Al poco tiempo de hacerse cargo Humm de la cocina de Eleven Madison Park, el diario The New York Times les concedía sus ansiadas cuatro estrellas, disparando así su popularidad; era el local de Nueva York al que tenías que ir. Una década después, la noche del 5 de abril de 2016, se convertía en el mejor restaurante del mundo, al ser aupado por la aclamada publicación The World’s 50 Best al primer puesto de su poderosa lista; el año anterior ya habían alcanzado el tercero. Era, como bien sabía Humm, cuestión de tiempo. “Un chef debe ser paciente, debes tener eso claro si quieres dedicarte a esta profesión”, afirma, como si estuviese hablándole a su rejuvenecida imagen en el espejo: “No te dediques a saltar de un restaurante a otro o de un estilo de cocina a otro; tómate tu tiempo para aprender cada parte, cada puesto, hasta llegar a controlar realmente todas las bases. La creatividad vendrá después. Y vívelo intensamente. Siempre le decimos a los jóvenes cocineros que podemos enseñarles la técnica, pero no podemos enseñarles la pasión”.
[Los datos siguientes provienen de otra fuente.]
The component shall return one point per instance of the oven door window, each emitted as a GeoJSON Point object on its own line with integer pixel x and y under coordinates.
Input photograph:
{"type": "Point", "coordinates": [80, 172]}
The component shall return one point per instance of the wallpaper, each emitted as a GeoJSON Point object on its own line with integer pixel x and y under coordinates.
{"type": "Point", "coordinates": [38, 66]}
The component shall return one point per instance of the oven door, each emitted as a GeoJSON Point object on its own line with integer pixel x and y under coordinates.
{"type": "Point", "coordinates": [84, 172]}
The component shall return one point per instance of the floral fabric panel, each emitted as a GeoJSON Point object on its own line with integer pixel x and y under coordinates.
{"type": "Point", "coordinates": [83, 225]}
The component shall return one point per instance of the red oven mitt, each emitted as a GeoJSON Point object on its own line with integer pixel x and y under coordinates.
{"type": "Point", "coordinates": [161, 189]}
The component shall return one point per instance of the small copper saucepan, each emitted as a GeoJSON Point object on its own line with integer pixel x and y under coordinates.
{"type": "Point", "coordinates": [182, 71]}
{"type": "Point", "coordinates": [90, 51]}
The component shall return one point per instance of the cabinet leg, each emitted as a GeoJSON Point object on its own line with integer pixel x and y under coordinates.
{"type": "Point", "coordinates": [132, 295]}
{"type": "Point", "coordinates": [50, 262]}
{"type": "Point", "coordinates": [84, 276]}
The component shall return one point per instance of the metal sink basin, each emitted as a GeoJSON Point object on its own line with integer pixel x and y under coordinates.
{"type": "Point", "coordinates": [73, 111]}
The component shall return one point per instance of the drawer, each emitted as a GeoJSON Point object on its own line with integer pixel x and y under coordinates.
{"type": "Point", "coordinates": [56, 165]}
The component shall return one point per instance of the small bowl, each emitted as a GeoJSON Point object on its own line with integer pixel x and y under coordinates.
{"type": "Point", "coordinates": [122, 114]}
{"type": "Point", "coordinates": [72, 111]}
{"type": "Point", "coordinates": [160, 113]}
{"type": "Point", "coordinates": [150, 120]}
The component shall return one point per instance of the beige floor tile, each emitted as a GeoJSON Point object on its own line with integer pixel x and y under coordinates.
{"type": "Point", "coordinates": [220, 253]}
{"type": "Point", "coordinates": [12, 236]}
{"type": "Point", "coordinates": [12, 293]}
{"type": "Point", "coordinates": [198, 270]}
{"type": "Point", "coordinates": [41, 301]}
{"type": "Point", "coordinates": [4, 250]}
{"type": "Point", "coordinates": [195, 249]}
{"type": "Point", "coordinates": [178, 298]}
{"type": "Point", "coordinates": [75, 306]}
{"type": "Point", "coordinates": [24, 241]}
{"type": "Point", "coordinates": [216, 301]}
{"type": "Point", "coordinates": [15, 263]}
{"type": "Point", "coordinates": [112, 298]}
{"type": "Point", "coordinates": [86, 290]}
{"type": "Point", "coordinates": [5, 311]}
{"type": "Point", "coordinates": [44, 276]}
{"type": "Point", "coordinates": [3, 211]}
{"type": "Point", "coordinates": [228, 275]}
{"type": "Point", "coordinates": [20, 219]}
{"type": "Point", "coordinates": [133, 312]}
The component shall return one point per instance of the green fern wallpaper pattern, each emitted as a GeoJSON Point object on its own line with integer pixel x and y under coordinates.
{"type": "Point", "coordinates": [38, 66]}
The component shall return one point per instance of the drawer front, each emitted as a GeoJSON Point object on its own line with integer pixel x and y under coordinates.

Minimalismo y pasión, quizás sean esos los dos conceptos más repetidos en nuestra charla con Daniel Humm, además del nombre de Nueva York. Los tres pilares de su estilo gastronómico. No hemos hablado del compromiso con su trabajo, pero este se entrevé al hablar de esa pasión. Hay una entrega total para satisfacer al comensal, tal vez porque en ello encuentra Humm su gran recompensa: “Cocinar es el trabajo de mi vida. Me considero extremadamente afortunado por poder levantarme cada mañana para hacer algo que adoro, con un equipo que me apoya y me empuja para ser cada día mejores. Como equipo, somos capaces de llevar alegría a la gente cada día, y eso es algo realmente fascinante”. No suena mal. ¿Reservamos?